The most recent rock ‘n’ roll single to claim the highest spot
on the charts has much in common with rock ‘n’ roll’s first
number-one hit. Whereas Bill Haley pledges to “rock ‘til the broad
daylight,” fun. boasts of drinking to last call. Both understand
their mission as supplying the soundtrack for the springtime of
life. When Bill Haley and the Comets conquered the charts with
“Rock Around the Clock” for eight weeks in the summer of 1955, they
did so after a slow climb that began the previous year as a b-side.

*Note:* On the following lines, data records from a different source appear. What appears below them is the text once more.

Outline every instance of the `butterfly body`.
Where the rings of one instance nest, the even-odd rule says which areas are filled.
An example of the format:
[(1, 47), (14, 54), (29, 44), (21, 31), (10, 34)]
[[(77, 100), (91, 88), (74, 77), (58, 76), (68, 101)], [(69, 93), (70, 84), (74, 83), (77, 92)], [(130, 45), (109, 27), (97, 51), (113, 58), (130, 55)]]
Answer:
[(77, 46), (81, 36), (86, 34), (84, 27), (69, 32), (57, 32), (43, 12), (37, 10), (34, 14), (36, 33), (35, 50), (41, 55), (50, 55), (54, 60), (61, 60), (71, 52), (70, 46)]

Similarly, fun. released “We Are Young” in September of 2011 only
to reach number one in March 2012. Radio, the catalyst for most
hits, proved a latecomer for both tunes. The television program
Glee and a one-minute Chevrolet Super Bowl commercial
catapulted “We Are Young” into public consciousness. The movie
Blackboard Jungle did the trick for “Rock Around the
Clock.”
Something went wrong for rock somewhere between “Rock Around the
Clock” and “We Are Young.” Rock stars morphed from supernovas to
red dwarfs. The genre became lyrically opaque, sonically dour, and
stylistically inconspicuous. In a single generation, rock evolved
from Elvis in sequins to Cobain in flannel, from Roger Daltrey
swinging a microphone to Eddie Vedder staring at his shoes, from
McCartney singing silly love songs to Morrissey sobbing that last
night he dreamt that somebody loved him. The phrase “alternative
rock” became a redundancy, as it pushed rock itself outside of the
mainstream. The more seriously they took themselves the less
seriously the public took them.
The success of “We Are Young,” coming within a genre that
perversely now views success as a failure, may prove rock music’s
last gasp as popular music. The rock acts looking down at number
one from below play dark, depressing, uninspiring, inaccessible
music that you can drink but not dance to. That’s just not fun.